The late Minister of Interior Denys Monastyrskyi worked for Hillmont Partners as a lawyer in 2007.
It bears mentioning that, as stated by Innovatus, the National Police is investigating the alleged disappearance of the pledged grain. Furthermore, we quoted above the explanations by the GNT Group’s owners regarding the grain.
Also, Andrii Lysiuk, a former founder and CEO of Hillmont Partners, was appointed deputy head of a department in the Security Service of Ukraine in September 2021.
Vadym Halaichuk, elected to the Rada as No. 44 on the Servant of the People ticket, was another co-founder of the law firm. In 2021, he became a deputy chair of the Political Council of the Servant of the People. Davyd Arakhamia was elected its chair at the same time.
John Patton explained away the registration of the port companies in Lviv by the need to relocate business due to the war in Ukraine.
However, he failed to clarify how this relocation could protect grain loading on vessels in the Odesa Seaport. He also did not provide any information about the Argentem’s meeting with Arakhamia, the chair of the Servant of the People faction.
Maliuska’s Puzzle
According to an article by the UNN news agency, the administrative leverage in this conflict was openly demonstrated by the Minister of Justice Denys Maliuska.
For instance, the minister made a decision in favor of the ACP based on Ihor Kulak’s complaint single-handedly, without consulting with the Board of the Anti-Raiding Office.
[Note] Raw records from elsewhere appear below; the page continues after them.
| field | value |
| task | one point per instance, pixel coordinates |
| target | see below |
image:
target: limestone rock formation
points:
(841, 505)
In February, the Western Commercial Court of Appeal sustained a motion by Vitalii Marchenko (the Olimpex Coupe International’s director dismissed earlier) and suspended the decision to appoint Ihor Kulak as the director.
Based on the court’s ruling, Marchenko was reinstated as the company’s director on March 1. This is what Kulak disputed with the Ministry of Justice.
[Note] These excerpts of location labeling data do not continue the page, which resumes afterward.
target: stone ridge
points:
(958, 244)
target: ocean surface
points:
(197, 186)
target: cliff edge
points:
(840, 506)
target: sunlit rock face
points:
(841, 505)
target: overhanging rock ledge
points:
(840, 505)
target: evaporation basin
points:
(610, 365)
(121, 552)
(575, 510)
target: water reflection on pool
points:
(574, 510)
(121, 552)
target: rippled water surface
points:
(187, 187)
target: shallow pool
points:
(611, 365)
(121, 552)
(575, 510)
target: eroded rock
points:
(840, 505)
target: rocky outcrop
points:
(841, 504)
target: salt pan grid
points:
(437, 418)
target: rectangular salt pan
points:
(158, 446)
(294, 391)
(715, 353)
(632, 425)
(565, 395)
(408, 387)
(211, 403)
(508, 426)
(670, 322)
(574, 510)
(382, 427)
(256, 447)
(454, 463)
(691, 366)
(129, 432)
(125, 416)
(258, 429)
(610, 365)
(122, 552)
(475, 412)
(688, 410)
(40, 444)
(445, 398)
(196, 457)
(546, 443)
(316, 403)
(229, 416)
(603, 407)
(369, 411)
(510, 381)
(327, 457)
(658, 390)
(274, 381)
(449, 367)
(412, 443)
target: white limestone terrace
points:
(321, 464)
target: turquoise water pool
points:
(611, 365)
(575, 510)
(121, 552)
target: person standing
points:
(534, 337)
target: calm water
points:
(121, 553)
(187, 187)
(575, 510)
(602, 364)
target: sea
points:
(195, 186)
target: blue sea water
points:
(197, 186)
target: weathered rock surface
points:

Denys Maliuska motivates his single-handed decision to favor the ACP with "evident violations of the law" during the registration actions. However, according to journalists, there are numerous court decisions in favor of the GNT Group. Thus, the Anti-Raiding Board of the Ministry of Justice should have analyzed at least this complaint.
Earlier, Nashi Groshi wrote that the minister Denys Maliuska was known to change a decision by the Anti-Raiding Board on his own "after a call from an authority to which one doesn’t say no."
Is There Deep-seated Corruption?
According to estimates by participants of the agrarian market, an asset like this could be sold at US$200 million. Both loans with interest amount to about US$120 million. If the sale were transparent (as prescribed by the loan agreement), the creditors would have to share the proceeds (less debt) with the GNT Group’s owners.
The difference of US$80 million is a powerful argument in favor of trying to sell the business in a backroom agreement with a pre-determined buyer; this is what the GNT Group accuses the "U. S." ACP of.
The ACP hold only some port facilities owned by the GNT Group as collateral for their loan. However, control over the entire business under the pretext of violations by the Ukrainian holding in handling grain would open wider earning prospects for the creditor if the business were sold behind the scenes.
This is regardless of the London Court of International Arbitration, where the proceedings can drag on for years.
Finally, let us remind you that, after several corruption scandals in the government in January, Davyd Arakhamia stated that active arrests were to be expected in spring "according to the wartime laws." On his part, Volodymyr Zelenskyy told in his speech at the Munich Security Conference that there was no "deep-seated" corruption in Ukraine anymore.
But does it all sound convincing for business?